There’s delusion and 'delusion' when it comes to Iran

November 24, 2016 22:59
2 min read

Ever since Iran's insistence on developing nuclear technology triggered the worlds biggest security nightmare, there have been a number of naive souls who have sought to contend that, on the contrary, we really have nothing to fear.

They argue that any suggestion that the Islamic Republic is working on a clandestine nuclear programme that could be used to fulfil the ayatollahs' oft-stated desire to destroy Israel, is nothing more than anti-Iranian rhetoric whipped up by Western powers that are determined to cut Iran down size.

The latest ingénues - a polite description - to peddle this ludicrous fiction are the journalist Peter Oborne and his fellow author David Morrison in their new book A Dangerous Delusion. Mr Oborne is one of Britain's finest political polemicists and I suspect his unhappy descent into the world of international fantasy has much to do with his association with Mr Morrison, a left-wing activist who takes a perverse interest in twisting the facts to suit his disagreeable political agenda.

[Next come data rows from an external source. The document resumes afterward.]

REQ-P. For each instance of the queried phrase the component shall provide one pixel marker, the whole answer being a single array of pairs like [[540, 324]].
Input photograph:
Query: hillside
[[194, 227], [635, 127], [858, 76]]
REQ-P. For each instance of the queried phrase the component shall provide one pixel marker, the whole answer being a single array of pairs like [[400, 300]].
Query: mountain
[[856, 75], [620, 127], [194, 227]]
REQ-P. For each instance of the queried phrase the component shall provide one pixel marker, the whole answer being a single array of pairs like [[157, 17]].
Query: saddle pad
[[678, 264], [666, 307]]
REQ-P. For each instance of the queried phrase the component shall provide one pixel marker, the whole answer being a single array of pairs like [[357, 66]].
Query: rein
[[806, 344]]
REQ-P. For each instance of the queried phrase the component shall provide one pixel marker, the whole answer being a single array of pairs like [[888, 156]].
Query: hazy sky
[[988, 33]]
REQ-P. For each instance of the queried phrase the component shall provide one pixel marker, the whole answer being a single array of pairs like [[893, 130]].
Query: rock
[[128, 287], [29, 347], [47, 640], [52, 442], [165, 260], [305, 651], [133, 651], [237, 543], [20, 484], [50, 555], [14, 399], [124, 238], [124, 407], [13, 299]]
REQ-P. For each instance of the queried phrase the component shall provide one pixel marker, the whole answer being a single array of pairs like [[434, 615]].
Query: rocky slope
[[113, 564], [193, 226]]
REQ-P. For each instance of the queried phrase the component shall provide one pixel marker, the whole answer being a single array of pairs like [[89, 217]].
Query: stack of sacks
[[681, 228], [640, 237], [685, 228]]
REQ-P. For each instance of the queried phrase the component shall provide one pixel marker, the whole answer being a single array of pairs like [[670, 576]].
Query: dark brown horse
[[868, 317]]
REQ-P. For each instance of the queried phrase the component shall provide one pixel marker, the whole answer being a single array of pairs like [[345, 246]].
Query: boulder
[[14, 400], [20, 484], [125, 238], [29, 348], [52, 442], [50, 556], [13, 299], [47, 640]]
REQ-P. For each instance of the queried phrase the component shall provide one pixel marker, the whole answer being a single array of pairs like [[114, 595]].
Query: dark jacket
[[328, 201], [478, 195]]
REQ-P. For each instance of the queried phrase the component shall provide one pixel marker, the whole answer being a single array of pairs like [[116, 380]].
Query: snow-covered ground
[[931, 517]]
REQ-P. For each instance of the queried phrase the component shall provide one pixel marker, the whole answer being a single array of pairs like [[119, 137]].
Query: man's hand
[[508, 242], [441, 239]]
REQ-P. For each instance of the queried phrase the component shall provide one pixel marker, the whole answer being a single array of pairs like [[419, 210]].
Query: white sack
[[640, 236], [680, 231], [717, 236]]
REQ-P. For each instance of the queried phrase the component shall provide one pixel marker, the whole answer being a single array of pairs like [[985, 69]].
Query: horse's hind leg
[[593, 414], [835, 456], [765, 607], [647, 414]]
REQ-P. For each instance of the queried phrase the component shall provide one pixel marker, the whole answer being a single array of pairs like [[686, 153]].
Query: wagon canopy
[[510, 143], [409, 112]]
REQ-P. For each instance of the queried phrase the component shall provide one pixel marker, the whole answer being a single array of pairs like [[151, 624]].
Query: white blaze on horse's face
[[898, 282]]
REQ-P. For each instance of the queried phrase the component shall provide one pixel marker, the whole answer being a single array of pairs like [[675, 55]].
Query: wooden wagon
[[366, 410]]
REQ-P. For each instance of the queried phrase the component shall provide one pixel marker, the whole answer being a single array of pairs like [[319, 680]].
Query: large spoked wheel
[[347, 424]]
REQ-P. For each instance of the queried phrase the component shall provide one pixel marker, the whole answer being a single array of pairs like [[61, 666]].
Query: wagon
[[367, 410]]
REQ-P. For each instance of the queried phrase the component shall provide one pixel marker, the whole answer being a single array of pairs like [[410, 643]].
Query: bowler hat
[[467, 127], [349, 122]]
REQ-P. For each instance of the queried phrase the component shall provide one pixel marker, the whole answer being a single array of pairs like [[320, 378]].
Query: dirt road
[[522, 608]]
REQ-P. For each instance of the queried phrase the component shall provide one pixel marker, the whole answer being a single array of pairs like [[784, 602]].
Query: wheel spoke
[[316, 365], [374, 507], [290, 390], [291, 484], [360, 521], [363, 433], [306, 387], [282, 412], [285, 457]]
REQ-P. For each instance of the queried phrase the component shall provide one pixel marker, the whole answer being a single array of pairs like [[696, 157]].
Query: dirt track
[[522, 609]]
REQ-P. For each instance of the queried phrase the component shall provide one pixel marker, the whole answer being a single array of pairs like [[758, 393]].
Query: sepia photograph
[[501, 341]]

Mr Morrison stands accused of suggesting that he believes the death toll figures at Srebrenica during the Bosnian civil war in 1995, which have been physically verified by UN war crimes investigators, were deliberately exaggerated by the West to demonise the Serbs. His attempts to clarify his position on this issue have lacked conviction. And his dubious grasp of historical fact was again laid bare during a recent podcast I did with him for the Telegraph website when he made the preposterous claim that the current Iranian leadership are not Holocaust deniers.